In a blog post to cap off an almost two year saga, Ledger Donjon head of security research Jean-Baptiste Bédrune showed KPM was doing just that.
“Kaspersky Password Manager used a complex method to generate its passwords. This method aimed to create passwords hard to break for standard password crackers. However, such method lowers the strength of the generated passwords against dedicated tools,” Bédrune wrote.
One of the techniques used by KPM was to make letters that are not often used appear more frequently, which Bédrune said was probably an attempt to trick password cracking tools.
“Their password cracking method relies on the fact that there are probably ’e’ and ‘a’ in a password created by a human than ‘x’ or ‘j’, or that the bigrams ’th’ and ‘he’ will appear much more often than ‘qx’ or ‘zr’,” he said.
“Passwords generated by KPM will be, on average, far in the list of candidate passwords tested by these tools. If an attacker tries to crack a list of passwords generated by KPM, he will probably wait quite a long time until the first one is found. This is quite clever.”

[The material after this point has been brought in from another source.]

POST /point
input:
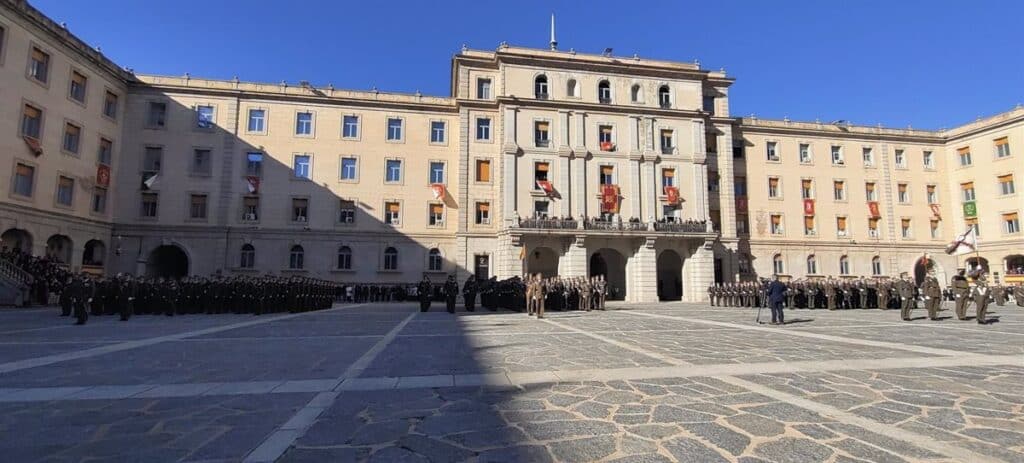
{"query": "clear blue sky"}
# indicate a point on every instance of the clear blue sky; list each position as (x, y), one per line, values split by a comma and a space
(928, 64)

The flip side was that if an attacker could deduce that KPM was used, then the bias in the password generator started to work against it.
“If an attacker knows a person uses KPM, he will be able to break his password much more easily than a fully random password. Our recommendation is, however, to generate random passwords long enough to be too strong to be broken by a tool.”

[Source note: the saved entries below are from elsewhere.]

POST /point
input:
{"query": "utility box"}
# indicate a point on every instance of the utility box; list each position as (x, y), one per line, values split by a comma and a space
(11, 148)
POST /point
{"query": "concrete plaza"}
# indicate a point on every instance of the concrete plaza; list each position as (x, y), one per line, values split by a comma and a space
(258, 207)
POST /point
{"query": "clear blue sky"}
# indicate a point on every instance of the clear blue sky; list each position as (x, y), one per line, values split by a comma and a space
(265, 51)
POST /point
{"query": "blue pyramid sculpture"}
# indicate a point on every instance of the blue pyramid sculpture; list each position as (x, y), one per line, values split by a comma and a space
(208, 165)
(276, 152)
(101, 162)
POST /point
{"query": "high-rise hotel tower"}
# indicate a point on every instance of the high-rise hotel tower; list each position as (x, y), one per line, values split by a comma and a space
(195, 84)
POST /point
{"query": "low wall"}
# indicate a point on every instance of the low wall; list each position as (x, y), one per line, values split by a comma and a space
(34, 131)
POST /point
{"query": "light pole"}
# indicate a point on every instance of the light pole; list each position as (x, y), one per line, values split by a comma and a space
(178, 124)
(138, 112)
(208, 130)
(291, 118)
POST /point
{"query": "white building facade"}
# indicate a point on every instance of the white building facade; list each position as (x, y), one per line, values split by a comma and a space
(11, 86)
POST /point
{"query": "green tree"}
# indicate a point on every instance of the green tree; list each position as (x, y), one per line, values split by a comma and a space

The big mistake made by KPM though was using the current system time in seconds as the seed into a Mersenne Twister pseudorandom number generator.

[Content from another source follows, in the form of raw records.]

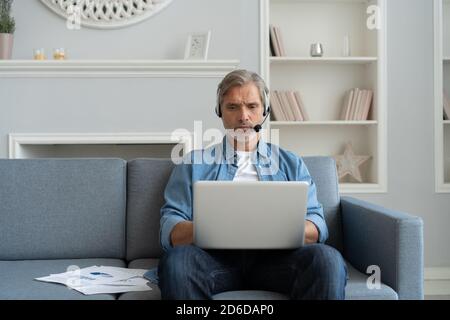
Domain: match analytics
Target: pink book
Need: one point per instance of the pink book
(286, 107)
(347, 104)
(277, 114)
(367, 105)
(278, 97)
(301, 105)
(355, 102)
(446, 106)
(273, 40)
(294, 106)
(280, 42)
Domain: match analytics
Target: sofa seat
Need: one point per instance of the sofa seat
(154, 294)
(17, 279)
(356, 288)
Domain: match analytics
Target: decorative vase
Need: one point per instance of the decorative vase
(6, 44)
(316, 50)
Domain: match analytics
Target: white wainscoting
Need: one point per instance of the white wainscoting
(117, 68)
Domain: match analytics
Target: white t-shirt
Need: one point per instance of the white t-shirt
(246, 169)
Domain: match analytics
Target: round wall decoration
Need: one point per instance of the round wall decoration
(106, 14)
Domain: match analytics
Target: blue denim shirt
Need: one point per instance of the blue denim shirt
(219, 163)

“It means every instance of Kaspersky Password Manager in the world will generate the exact same password at a given second,” Bédrune said.
Because the program has an animation that takes longer than a second when a password is created, Bédrune said it could be why this issue was not discovered.
“The consequences are obviously bad: every password could be bruteforced,” he said.
“For example, there are 315619200 seconds between 2010 and 2021, so KPM could generate at most 315619200 passwords for a given charset. Bruteforcing them takes a few minutes.”
Bédrune added due to sites often showing account creation time, that would leave KPM users vulnerable to a bruteforce attack of around 100 possible passwords.
However, due to some bad coding leading to an out-of-bounds read on an array, Ledger Donjon found an additional smidgen of entropy.
“Although the algorithm is wrong, it actually makes the passwords more difficult to bruteforce in some cases,” the post said.
KPM versions prior to 9.0.2 Patch F on Windows, 9.2.14.872 on Android, or 9.2.14.31 on iOS were affected, with Kaspersky replacing the Mersenne Twister with BCryptGenRandom function on its Windows version, the research team said.
Kaspersky was informed of the vulnerability in June 2019, and released the fix version in October that same year. In October 2020, users were notified that some passwords would need to be generated, with Kaspersky publishing its security advisory on 27 April 2021.
“All public versions of Kaspersky Password Manager liable to this issue now have a new logic of password generation and a passwords update alert for cases when a generated password is probably not strong enough,” the security company said.
In late 2015, Kaspersky said one in seven people were using just one password.
“A strong password that differs for each account is an important basic element of protecting your digital identity,” David Emm, principal security researcher at Kaspersky Lab, said at the time in a delicious piece of irony.